The method of claim 21 or 22,

The parameters representing the characteristics of the speech obtained by combining the speech represented by the speech data are each constituting the sentence, among speech data representing the waveform of the speech having a portion in which the sound and reading in the sentence represented by the sentence information are common. And in the case of selecting one piece of audio data corresponding to a sound piece, the sound data selection device obtained based on a difference in pitch between boundaries of adjacent audio data.

The method according to any one of claims 20 to 23, wherein

The evaluation criterion further includes a criterion for determining an evaluation value indicating a correlation or difference with a rhyme prediction result from the voice represented by the voice data, wherein the evaluation value includes a time variation of the pitch of the voice represented by the voice data, A function of a numerical value indicating a correlation with a prediction result of a time change in pitch of the sound in the sentence in which the reading is common, and / or a time length of the sound represented by the speech data, and in the sentence in which the sound and the reading are in common A speech data selection device, characterized in that obtained on the basis of a function of a difference from a prediction result of a time length of a sound piece.

The method of claim 24,

The numerical value representing the correlation is a linear function obtained by the first order regression between the time change of the pitch of the sound represented by the voice data and the time change of the pitch of the sound in the sentence in which the sound and the reading are common. Voice data selection device characterized in that the slope and / or intercept.

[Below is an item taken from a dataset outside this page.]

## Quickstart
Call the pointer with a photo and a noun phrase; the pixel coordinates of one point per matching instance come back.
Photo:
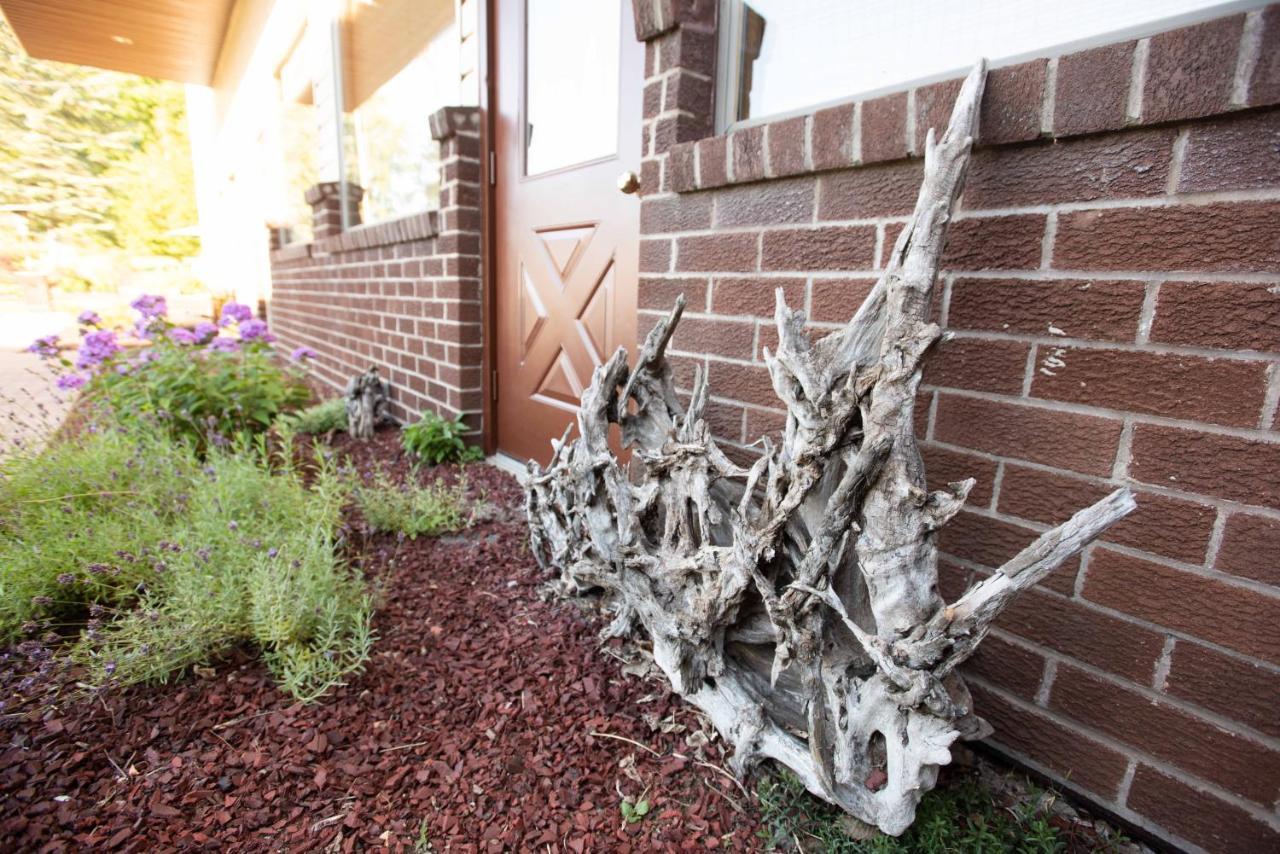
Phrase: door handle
(629, 182)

The method of claim 24 or 25,

The numerical value indicating the correlation is a correlation coefficient between the time change of the pitch of the sound represented by the voice data and the prediction result of the time change of the pitch of the sound in the sentence in which the sound and the reading are common. Voice data selection device.

The method of claim 24 or 25,

The method according to any one of claims 20 to 27,

The selection means treats speech data associated with phonetic data representing the sound of the sound corresponding to the sound of the sound in the sentence as speech data representing the waveform of the sound in common with the sound. Optional device.

The method according to any one of claims 20 to 28, wherein

The method of claim 29,

And the speech synthesizing means generates the data representing the synthesized speech by combining the speech data selected by the selecting means and the speech data synthesized by the missing partial synthesizing means with each other.

Store a plurality of audio data representing the waveform of the audio,

Enter sentence information that represents a sentence,

Extracts speech data having a portion in which the sound and reading in the sentence represented by the sentence information are in common;

When each of the retrieved voice data is connected according to a sentence indicated by sentence information, an evaluation value is obtained according to a predetermined evaluation criterion based on a relationship between adjacent voice data, and a combination of the output voice data is converted into the corresponding evaluation value. The voice data selection method, characterized in that the selection on the basis of.

Computer,

A retrieval unit for retrieving voice data having a portion in which the sound and reading in the sentence represented by the sentence information are in common;

When each of the retrieved voice data is connected according to a sentence indicated by sentence information, an evaluation value is obtained according to a predetermined evaluation criterion based on a relationship between adjacent voice data, and a combination of the output voice data is converted into the corresponding evaluation value. A program for functioning as a selection means for selecting on the basis of.